Sens. Ted Cruz of Texas and Marco Rubio of Florida this weekend posted years of their federal filings on their respective campaign websites.
Here's a quick comparison:
|Ted Cruz||2011||$1,731,027||$494,009||28.54 percent|
|Ted Cruz||2012||$1,737,720||$322,935||28.38 percent|
|Ted Cruz||2013||$970,193||$302,648||31.19 percent|
|Ted Cruz||2014||$1,207,838||$389,124||32.22 percent|
|Marco Rubio||2014||$355,561||$64,666||19.3 percent|
But wait, there's more: In their frenzy to show how tax transparent they are compared to The Donald, Rubio and Cruz also opened up some even older federal tax returns.
Cruz pointed to the forms he sent the Internal Revenue Service for tax years 2006 through 2010 when he was running in 2012 for his current U.S. Senate seat.
Rubio also has some tax data going back to 2009 on his campaign website.
A quick note about these older returns, I love that Rubio's 2009 filing was completed by hand, not computer.
A lot of years, but only partial returns: That's a lot of tax filings to sort through. Actually, however, for several years, both White House wannabes have released only the first few pages of their returns.
Thus they give us an overview of their income and final tax liabilities, but no details on their non-wage earnings or itemized deductions.
So we don't know whether the Cruz and/or Rubio families paid a lot of deductible home mortgage interest or had any substantial medical or miscellaneous expenses in any tax year.
Neither do know what charities they supported, and how generously, through tax-deductible donations.

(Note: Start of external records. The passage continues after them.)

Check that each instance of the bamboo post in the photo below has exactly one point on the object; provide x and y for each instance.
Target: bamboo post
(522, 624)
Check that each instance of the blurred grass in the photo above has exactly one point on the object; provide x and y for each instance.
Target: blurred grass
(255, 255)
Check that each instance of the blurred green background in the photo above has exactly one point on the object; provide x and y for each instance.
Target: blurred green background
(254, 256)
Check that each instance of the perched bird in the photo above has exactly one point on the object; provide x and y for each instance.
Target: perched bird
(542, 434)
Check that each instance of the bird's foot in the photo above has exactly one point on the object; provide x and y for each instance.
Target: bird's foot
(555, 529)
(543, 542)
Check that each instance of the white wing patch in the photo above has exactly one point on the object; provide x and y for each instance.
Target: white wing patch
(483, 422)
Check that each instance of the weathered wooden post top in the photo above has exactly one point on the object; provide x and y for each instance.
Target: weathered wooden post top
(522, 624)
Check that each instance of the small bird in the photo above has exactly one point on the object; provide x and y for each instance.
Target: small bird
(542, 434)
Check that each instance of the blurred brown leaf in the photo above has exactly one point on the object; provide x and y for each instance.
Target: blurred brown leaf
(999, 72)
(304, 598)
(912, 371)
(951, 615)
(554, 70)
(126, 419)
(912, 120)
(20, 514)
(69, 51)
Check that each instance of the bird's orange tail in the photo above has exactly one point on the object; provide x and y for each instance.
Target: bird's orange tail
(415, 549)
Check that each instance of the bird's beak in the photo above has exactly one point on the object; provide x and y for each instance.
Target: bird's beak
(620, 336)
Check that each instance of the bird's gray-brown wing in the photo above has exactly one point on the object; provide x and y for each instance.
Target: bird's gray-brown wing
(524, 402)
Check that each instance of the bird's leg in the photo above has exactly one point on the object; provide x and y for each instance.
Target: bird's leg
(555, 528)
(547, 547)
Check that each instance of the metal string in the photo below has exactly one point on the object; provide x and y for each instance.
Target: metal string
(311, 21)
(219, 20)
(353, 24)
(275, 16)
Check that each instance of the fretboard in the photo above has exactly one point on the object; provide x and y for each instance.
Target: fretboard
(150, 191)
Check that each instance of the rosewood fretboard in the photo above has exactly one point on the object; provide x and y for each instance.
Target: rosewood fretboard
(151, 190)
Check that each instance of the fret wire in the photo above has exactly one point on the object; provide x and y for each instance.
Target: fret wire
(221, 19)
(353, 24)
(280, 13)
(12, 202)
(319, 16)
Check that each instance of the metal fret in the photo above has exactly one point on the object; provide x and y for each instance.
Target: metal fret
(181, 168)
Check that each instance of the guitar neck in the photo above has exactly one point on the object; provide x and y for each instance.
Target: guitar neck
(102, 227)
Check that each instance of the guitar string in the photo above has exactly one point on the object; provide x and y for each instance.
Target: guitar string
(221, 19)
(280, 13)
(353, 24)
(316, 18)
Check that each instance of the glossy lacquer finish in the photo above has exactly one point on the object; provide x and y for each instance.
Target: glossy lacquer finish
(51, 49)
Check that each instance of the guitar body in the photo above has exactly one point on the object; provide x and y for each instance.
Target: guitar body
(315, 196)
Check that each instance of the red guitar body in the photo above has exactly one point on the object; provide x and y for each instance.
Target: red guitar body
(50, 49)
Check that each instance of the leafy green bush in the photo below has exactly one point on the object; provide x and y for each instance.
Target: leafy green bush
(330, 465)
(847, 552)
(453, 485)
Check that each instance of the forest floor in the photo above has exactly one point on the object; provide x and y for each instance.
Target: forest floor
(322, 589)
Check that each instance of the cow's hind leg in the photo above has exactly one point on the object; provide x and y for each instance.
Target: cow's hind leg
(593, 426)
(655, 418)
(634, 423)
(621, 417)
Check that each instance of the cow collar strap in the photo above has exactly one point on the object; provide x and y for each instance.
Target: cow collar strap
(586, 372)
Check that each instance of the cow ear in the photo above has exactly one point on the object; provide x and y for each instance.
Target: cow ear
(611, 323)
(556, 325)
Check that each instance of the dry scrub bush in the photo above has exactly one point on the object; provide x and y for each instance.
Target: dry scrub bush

"If Marco wants to release the full thing for the recent years, I’m happy to do so as well,” Cruz told the Texas Tribune. "We just did it to match what the other candidates are doing. This is a competitive race."
Both men continue to urge Trump to come at least as clean and release his taxes, but don't specify whether they'd be fine with just partial tax returns from the GOP nomination leader.
And just to be fair, we can't forget Hillary Clinton, the front-runner for the Democratic nominations. She's released full returns for tax years 2007 through 2014.
Other Cruz, Rubio similarities: In addition to ganging up on Trump by being so eager to air some of their tax laundry, Cruz and Rubio share a couple of other things.
Both are the junior U.S. Senators for their states. As such, each receives an annual salary of $174,000.
Both men are married, file joint tax returns with their wives and claim dependent children and those associated tax benefits.
And Cruz and Rubio don't have to worry about state taxes. Texas and Florida are among the seven states with no individual state income tax at all.